In order to describe one-particle states of spin-1 in a Lagrangian description, we need to use a field $A_\mu$. This is a 4-vector up to gauge transformations, which means that under Lorentz transformations $\Lambda^\mu_\nu$ the field $A_\mu$ transforms as
$$ A_\mu \rightarrow \Lambda^\nu_{\,\,\mu}\, A_\nu + \partial_\mu\Omega(x) $$
where $\Omega(x)$ is a function of creation and annihilation operators. Equivalently, the polarizations shift analogously
$$ \epsilon^\mu(p,\sigma) \rightarrow \Lambda^\nu_{\,\,\mu}\,\epsilon_\nu(p,\sigma) + p^\mu(...) $$
where the detailed expression of $(...)$ is unimportant here.
The net result of this discussion is that, in order to have manifestly Lorentz invariant S-matrix elements (and also Lorentz invariant theory), we need to write the theory in a gauge invariant way.
The most economic way to do so is to couple the photon field $A_\mu$ to a conserved current
$$ \mathcal{L}_A = -\frac{1}{4}F_{\mu\nu}^2 + A_\mu J^\mu $$ and the invariance under gauge transformation is recovered on-shell (i.e. on the equation of motion)
$$ \delta \mathcal{L}_A = -\Omega(x)\partial_\mu J^\mu\Big|_\text{on-shell}=0 $$
The most famous example is the electronic current $J^\mu =e\,\bar{\psi}\gamma^\mu \psi$, because it is always quoted that $\bar{\psi}\gamma^\mu\partial_\mu \psi=0$.

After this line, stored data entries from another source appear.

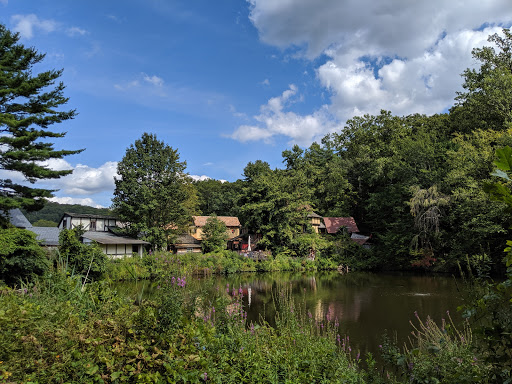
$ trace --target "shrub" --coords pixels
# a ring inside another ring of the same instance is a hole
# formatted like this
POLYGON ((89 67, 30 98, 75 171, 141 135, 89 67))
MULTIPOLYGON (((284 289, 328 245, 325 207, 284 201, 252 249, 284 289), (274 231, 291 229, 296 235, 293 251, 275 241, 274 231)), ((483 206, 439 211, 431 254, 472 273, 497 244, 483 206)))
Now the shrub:
POLYGON ((66 261, 73 273, 95 280, 100 278, 107 268, 107 255, 96 244, 82 244, 78 229, 64 229, 59 234, 60 256, 66 261))
POLYGON ((0 229, 0 279, 9 285, 48 270, 49 261, 36 235, 25 229, 0 229))

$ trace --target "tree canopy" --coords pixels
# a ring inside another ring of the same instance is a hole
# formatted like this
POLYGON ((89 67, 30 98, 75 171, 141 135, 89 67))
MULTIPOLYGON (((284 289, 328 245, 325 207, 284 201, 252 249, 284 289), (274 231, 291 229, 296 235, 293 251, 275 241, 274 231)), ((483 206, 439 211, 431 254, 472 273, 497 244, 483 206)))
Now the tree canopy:
POLYGON ((176 149, 144 133, 117 165, 112 209, 126 231, 165 248, 190 222, 186 163, 176 149))
POLYGON ((12 178, 0 179, 0 225, 7 223, 12 208, 37 210, 52 190, 34 188, 41 179, 55 179, 72 170, 52 170, 45 161, 60 159, 81 150, 57 150, 52 139, 65 132, 53 125, 75 117, 75 110, 59 111, 66 104, 64 84, 57 82, 62 70, 34 74, 45 55, 18 43, 19 35, 0 24, 0 170, 12 178), (8 173, 6 172, 6 173, 8 173), (26 183, 13 181, 21 173, 26 183))

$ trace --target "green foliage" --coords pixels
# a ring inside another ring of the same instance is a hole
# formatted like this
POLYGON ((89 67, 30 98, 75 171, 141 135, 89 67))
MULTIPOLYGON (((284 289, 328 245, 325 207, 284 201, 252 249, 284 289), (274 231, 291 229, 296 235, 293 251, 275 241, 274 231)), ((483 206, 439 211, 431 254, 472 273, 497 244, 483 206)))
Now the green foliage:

Here is my confusion. When we gauge the $U(1)$ global symmetry $\psi\rightarrow e^{ie\alpha}\psi$, the equation of motions get modified by the coupling of $\psi$ with $A_\mu$
$$ (\gamma^\mu \partial_\mu + e A_\mu) \psi= 0 $$
and this seems to tell that when the fermion and gauge sectors communicate, it is any more not true that the current is conserved. Indeed,
$$ \partial_\mu J^\mu \Big|_\text{on-shell} = \partial_\mu(\bar{\psi})\gamma^\mu\psi + \bar{\psi}\gamma^\mu\partial_\mu\psi = -A_\mu \gamma^\mu \psi - \bar{\psi}\gamma^\mu A_\mu $$
Stupid question
Is this last quantity zero? In other words, is the global conserved current still conserved once we gauge the $U(1)$ symmetry?